April 19 (Bloomberg) -- Danish efforts to reach an accord on too-big-too-fail bank buffers are being hampered by disagreement over the kinds of capital that can be used, said Anders Jensen, head of Nordea Bank AB’s Danish operations.
“By and large we are there, but some issues remain on exactly what kind of capital to use in some areas,” Jensen said today in an interview in Copenhagen. Nordea Denmark also wants consideration given to the fact the lender can turn to the parent company in Stockholm, he said.
Banks have until today to comment on measures recommended by a government-appointed committee to prevent systemically important financial institutions from defaulting and plunging the economy into chaos. The committee last month named six banks, including Nordea, as too big to fail and advised they hold as much as 5 percent additional capital.
The Business Ministry is taking public feedback before Parliament considers the recommendations.

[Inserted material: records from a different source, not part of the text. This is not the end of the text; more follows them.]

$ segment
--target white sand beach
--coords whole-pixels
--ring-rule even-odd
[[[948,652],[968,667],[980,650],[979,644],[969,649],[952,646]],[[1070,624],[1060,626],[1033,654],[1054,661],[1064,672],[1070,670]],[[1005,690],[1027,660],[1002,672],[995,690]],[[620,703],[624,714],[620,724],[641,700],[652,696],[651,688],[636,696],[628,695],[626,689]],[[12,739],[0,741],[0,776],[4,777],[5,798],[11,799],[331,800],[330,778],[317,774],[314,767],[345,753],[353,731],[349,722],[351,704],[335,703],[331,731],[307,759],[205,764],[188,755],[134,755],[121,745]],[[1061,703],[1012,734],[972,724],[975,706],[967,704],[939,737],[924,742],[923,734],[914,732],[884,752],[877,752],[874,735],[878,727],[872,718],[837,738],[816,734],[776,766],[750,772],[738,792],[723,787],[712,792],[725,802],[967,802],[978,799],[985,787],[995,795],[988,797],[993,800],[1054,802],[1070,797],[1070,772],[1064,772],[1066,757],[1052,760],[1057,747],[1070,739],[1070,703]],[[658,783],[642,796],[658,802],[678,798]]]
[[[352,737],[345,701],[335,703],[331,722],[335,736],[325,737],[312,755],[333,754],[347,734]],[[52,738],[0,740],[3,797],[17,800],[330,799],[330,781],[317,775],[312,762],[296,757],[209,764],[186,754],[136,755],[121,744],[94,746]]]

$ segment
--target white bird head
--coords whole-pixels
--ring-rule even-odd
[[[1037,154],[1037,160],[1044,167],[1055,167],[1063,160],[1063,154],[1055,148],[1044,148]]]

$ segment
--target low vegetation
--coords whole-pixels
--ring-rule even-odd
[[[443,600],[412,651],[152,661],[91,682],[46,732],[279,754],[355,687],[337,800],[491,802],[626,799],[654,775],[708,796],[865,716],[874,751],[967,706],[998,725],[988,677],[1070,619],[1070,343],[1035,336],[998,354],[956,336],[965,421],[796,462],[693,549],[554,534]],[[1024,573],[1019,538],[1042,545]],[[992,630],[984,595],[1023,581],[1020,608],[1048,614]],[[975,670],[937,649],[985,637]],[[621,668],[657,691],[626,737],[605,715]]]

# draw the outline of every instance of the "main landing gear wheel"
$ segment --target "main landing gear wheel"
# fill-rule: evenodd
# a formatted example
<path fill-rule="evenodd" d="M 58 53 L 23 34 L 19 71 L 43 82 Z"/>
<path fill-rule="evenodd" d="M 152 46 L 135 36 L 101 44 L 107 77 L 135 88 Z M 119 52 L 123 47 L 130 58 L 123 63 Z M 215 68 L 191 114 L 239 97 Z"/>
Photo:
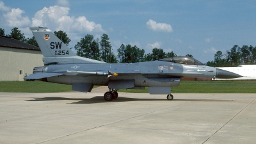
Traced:
<path fill-rule="evenodd" d="M 167 100 L 172 100 L 173 99 L 173 95 L 172 95 L 172 94 L 169 94 L 167 95 Z"/>
<path fill-rule="evenodd" d="M 113 93 L 112 94 L 113 94 L 112 99 L 116 99 L 116 98 L 118 97 L 118 93 L 117 93 L 116 91 Z"/>
<path fill-rule="evenodd" d="M 113 97 L 113 94 L 111 92 L 106 92 L 104 95 L 104 98 L 106 100 L 106 101 L 111 101 Z"/>

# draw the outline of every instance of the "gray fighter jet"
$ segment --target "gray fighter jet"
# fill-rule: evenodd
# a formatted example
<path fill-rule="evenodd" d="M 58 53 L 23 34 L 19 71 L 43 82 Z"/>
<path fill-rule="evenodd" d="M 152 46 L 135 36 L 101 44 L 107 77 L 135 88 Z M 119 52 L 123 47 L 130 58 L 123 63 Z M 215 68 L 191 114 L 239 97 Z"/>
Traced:
<path fill-rule="evenodd" d="M 194 58 L 178 56 L 157 61 L 108 63 L 77 56 L 47 28 L 30 28 L 44 55 L 44 67 L 34 68 L 26 79 L 43 79 L 72 85 L 72 90 L 90 92 L 93 85 L 108 86 L 107 101 L 118 97 L 119 89 L 144 89 L 150 94 L 166 94 L 182 77 L 236 78 L 240 75 L 207 67 Z"/>

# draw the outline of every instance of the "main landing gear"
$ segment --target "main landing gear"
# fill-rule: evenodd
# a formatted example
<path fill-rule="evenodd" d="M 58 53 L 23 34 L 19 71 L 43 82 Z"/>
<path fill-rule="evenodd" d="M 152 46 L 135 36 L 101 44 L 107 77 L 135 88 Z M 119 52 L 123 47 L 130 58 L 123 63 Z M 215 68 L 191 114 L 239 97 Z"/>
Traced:
<path fill-rule="evenodd" d="M 104 98 L 106 101 L 111 101 L 113 99 L 116 99 L 118 97 L 117 90 L 109 88 L 109 92 L 107 92 L 104 95 Z"/>
<path fill-rule="evenodd" d="M 172 95 L 172 94 L 169 94 L 167 95 L 167 100 L 172 100 L 173 99 L 173 95 Z"/>

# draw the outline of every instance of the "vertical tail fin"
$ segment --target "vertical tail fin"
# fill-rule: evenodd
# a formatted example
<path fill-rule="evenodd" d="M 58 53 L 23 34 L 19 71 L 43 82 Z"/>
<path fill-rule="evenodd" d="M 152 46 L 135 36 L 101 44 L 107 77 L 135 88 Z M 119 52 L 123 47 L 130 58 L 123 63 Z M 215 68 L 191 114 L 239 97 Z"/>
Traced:
<path fill-rule="evenodd" d="M 46 27 L 29 28 L 44 57 L 77 56 L 63 42 Z"/>
<path fill-rule="evenodd" d="M 44 55 L 44 63 L 102 63 L 77 56 L 46 27 L 29 28 Z M 104 63 L 104 62 L 103 62 Z"/>

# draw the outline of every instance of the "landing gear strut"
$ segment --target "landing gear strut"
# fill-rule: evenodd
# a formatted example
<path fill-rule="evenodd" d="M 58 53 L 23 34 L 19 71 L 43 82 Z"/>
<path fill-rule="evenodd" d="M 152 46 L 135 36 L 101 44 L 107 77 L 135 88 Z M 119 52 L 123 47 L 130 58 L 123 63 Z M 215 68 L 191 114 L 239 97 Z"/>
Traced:
<path fill-rule="evenodd" d="M 167 95 L 167 100 L 172 100 L 173 99 L 173 95 L 172 95 L 172 94 L 169 94 Z"/>
<path fill-rule="evenodd" d="M 117 90 L 109 89 L 109 92 L 107 92 L 104 95 L 104 98 L 106 101 L 111 101 L 113 99 L 116 99 L 118 97 L 118 93 L 117 93 Z"/>

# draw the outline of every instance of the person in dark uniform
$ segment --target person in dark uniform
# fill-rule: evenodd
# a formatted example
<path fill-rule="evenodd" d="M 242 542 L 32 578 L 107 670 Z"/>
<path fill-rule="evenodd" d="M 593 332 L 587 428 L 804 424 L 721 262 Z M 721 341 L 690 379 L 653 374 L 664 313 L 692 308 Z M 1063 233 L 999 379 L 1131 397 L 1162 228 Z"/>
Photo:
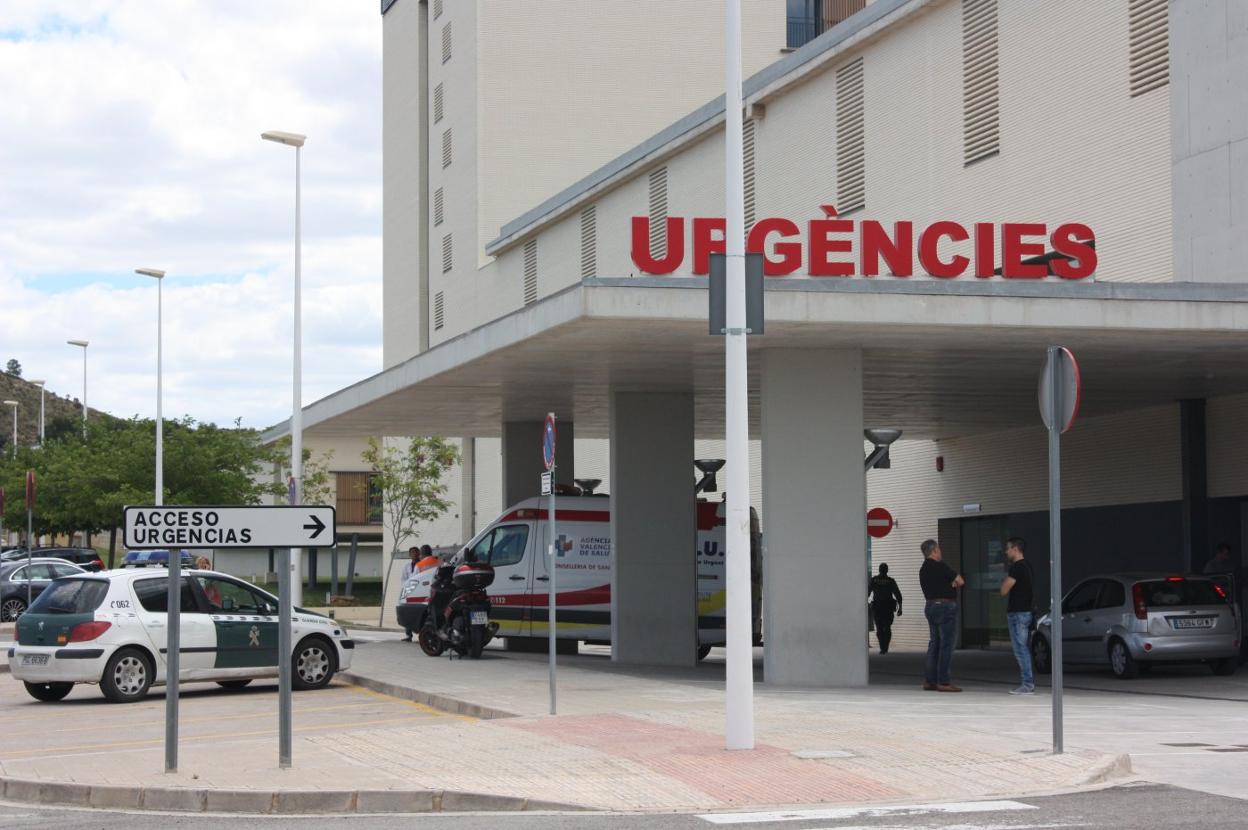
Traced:
<path fill-rule="evenodd" d="M 901 617 L 901 589 L 897 588 L 897 580 L 889 575 L 889 563 L 880 563 L 879 575 L 871 577 L 866 584 L 866 595 L 871 600 L 880 654 L 887 654 L 889 643 L 892 642 L 892 615 Z"/>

The opposition Conservative Party has already signaled it will try to block the higher capital requirements while the Danish Bankers Association said the measures would force banks to cut lending and imperil an economic recovery.
Under the proposal, Sifis will have to provide additional equity of 1 percent to 3.5 percent of risk-weighted assets and a crisis buffer of 1.5 percent. The Financial Supervisory Authority also may require that equity be used to fulfill so-called pillar 2, or individual solvency, requirements.
“This would be a tightening of the rules as we understand it,” Danske Markets said in a March 14 note.